Making Greek tragedies accessible to a modern audience can be hard work but playwright Christopher Adams and Brighton based Actors of Dionysus have risen to this challenge. Aiming to ‘make magic from myth’ they have successfully adapted the Sophocles tragedy, Antigone, breathing new life into this classic tale.
they have successfully adapted the Sophocles tragedy, Antigone, breathing new life into this classic tale
We are taken into a dystopian world where information is instantly accessible through the robotic Archivists, who provided the commentary to Antigone, traditionally spoken by the Chorus. A five-piece ensemble played multiple parts with consummate ease and alternated between roles as archivists and characters with hardly a moments thought. Crystal Brown as both Eurydice & Tiresias whilst also being an Archivist managed to switch from seductive matriarch to blind soothsayer, then robotic archivist in the blink of an eye and with hardly more than a simple change of footwear. With such simple props, it was remarkable how the cast used them to seamlessly shift from one character to the next. It was only the use of drones that I would have lost as they didn't add to the narrative and ended up more as a distraction. That aside, full marks should be given to the excellent choreography which involved not just the actors but also the set as both immaculately flowed round the stage.
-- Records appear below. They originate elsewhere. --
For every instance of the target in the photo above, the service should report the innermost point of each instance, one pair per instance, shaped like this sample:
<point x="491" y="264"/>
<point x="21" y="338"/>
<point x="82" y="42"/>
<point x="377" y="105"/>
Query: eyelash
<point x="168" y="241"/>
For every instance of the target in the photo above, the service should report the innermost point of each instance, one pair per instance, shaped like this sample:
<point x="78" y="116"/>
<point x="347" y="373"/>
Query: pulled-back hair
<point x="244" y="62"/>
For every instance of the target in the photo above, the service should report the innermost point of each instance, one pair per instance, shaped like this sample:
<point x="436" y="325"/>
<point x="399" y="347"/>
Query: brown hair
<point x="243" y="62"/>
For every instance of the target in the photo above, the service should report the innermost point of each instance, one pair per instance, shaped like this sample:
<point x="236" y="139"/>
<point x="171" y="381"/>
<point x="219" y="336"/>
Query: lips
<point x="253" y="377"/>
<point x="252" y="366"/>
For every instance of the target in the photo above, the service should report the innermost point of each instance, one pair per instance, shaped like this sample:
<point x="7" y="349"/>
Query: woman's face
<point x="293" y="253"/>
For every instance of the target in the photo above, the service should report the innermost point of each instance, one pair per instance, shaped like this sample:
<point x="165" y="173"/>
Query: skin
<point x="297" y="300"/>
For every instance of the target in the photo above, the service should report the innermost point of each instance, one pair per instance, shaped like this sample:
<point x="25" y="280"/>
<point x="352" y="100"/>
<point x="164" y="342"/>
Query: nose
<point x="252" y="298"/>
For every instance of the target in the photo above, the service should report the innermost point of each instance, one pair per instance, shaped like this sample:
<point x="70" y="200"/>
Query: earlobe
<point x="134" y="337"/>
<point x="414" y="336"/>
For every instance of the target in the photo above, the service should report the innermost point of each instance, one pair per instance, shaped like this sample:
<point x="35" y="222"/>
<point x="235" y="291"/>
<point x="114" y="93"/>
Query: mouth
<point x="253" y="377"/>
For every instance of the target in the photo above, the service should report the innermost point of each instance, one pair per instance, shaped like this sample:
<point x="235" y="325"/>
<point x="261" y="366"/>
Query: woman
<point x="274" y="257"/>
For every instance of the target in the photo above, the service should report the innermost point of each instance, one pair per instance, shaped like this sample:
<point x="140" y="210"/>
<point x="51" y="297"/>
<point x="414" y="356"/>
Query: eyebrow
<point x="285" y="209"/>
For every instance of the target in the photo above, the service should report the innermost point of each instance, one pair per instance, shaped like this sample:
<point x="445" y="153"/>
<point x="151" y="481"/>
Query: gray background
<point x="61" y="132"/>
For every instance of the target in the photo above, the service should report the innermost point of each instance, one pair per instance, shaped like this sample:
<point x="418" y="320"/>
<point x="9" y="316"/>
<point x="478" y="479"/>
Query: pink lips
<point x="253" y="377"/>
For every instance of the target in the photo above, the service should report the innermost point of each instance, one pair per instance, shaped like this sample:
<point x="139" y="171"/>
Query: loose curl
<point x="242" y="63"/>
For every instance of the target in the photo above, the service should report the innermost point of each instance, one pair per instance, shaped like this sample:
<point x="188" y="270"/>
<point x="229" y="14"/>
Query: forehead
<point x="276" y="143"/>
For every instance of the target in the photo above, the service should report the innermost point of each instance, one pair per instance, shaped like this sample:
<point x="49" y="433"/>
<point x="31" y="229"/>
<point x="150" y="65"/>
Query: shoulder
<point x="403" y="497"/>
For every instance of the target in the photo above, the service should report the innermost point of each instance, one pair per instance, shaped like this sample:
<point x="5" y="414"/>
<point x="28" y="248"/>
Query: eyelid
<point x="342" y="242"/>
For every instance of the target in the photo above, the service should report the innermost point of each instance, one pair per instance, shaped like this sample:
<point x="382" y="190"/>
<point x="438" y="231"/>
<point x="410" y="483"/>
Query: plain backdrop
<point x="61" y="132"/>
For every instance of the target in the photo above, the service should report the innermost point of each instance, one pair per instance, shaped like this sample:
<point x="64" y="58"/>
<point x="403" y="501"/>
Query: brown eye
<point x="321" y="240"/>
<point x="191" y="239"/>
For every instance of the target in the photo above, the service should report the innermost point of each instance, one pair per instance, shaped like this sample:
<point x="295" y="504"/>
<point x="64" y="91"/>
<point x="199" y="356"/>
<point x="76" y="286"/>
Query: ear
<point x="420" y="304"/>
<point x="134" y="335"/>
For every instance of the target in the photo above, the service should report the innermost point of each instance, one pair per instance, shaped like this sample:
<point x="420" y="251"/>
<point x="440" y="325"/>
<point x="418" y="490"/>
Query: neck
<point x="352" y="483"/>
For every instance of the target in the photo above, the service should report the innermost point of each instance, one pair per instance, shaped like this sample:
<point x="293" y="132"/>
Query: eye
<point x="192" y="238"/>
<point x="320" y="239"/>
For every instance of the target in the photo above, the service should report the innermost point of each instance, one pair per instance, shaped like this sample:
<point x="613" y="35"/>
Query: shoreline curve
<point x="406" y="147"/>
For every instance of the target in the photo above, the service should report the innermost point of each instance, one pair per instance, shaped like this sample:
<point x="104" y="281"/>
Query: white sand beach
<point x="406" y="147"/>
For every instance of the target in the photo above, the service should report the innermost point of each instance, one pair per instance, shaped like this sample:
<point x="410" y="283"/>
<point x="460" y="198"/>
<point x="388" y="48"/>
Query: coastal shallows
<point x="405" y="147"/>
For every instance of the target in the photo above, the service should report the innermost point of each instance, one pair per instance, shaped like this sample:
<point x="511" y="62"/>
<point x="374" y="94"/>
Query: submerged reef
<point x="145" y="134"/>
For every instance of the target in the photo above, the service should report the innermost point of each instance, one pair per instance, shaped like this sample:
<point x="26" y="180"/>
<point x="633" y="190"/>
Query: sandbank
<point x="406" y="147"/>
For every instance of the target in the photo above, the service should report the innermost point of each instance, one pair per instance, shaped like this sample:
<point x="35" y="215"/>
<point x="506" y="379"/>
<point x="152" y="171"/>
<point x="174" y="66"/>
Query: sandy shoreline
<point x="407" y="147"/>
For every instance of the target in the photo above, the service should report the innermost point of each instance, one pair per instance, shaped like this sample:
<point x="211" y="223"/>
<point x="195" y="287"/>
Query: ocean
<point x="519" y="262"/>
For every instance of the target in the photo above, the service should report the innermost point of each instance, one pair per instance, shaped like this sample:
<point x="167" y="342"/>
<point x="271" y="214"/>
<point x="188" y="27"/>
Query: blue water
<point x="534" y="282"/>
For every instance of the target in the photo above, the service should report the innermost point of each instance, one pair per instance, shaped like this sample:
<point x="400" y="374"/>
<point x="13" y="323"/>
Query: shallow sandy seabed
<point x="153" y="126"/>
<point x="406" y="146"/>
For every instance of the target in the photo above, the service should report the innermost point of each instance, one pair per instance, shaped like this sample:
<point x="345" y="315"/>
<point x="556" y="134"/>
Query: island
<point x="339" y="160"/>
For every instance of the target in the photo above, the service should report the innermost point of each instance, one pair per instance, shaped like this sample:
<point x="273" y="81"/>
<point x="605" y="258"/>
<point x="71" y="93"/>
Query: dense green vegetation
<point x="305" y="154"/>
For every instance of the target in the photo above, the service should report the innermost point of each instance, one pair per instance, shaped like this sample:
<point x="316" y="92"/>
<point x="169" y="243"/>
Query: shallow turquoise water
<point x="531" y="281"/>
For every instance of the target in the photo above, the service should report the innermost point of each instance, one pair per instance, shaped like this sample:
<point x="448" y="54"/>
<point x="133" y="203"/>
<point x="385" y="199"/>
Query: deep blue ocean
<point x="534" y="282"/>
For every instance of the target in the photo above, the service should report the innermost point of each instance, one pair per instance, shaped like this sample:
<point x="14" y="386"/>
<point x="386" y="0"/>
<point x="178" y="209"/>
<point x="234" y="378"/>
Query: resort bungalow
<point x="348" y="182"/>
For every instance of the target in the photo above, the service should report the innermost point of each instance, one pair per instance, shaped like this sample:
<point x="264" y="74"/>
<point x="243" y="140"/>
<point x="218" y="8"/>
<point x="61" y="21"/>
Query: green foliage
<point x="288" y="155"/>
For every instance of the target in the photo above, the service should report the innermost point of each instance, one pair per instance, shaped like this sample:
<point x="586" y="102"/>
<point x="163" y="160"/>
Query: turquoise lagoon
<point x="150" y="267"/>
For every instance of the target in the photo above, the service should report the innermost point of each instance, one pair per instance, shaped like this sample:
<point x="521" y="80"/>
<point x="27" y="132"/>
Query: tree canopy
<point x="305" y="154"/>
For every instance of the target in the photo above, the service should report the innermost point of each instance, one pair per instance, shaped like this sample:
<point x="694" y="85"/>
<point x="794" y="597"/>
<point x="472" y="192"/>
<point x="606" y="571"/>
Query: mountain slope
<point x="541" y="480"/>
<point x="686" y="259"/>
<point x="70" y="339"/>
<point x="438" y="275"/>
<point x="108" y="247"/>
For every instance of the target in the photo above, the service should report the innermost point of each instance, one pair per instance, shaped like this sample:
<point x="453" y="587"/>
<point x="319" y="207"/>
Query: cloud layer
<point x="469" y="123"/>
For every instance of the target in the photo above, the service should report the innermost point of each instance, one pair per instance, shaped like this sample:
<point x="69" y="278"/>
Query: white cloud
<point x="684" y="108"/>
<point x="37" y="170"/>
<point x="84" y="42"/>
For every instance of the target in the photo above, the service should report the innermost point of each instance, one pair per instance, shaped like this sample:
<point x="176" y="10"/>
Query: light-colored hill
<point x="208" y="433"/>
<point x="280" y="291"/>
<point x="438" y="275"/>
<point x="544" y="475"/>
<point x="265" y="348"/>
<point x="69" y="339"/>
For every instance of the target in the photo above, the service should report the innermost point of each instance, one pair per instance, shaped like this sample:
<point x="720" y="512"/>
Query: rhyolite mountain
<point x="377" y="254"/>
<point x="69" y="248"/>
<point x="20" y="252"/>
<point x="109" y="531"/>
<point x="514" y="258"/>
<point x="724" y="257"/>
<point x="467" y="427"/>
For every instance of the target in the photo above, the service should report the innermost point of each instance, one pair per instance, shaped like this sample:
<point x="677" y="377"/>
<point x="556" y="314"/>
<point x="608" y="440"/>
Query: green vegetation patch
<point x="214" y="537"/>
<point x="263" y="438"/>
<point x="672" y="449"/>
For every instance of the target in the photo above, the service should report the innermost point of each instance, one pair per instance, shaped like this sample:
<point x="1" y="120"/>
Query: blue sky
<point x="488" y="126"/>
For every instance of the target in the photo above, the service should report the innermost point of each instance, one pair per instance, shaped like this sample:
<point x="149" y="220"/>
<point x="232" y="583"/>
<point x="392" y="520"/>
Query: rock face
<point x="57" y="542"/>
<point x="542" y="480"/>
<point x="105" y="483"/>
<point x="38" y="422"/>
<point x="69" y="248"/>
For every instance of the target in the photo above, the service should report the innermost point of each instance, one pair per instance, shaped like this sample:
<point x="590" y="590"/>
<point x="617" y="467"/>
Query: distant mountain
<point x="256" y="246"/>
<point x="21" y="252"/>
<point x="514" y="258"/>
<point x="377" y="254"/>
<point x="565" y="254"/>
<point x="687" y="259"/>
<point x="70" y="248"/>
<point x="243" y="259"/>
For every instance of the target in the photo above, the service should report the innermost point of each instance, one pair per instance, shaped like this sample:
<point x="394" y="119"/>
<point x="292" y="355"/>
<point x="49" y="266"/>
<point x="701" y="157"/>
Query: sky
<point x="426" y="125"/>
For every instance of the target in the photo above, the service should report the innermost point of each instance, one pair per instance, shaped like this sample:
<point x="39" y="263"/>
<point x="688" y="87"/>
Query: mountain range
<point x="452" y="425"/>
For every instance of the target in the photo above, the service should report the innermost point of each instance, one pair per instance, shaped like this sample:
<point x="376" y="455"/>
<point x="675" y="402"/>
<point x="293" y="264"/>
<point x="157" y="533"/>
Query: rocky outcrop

The story of Antigone is a family tragedy where love plays little part. Two brothers kill each other, a father condemns his son’s lover to death and a mother mourning one son loses another. There are moments of humour dashed into this tragic tale, with hints to current world events scattered throughout the tragedy. Musically the use of a playlist for the doomed lovers provides some light relief and emphasises the humanity of this woeful tale.
Director Tamsin Shasha and her excellent cast and crew should be commended on a fine performance which enthralled and delighted the audience.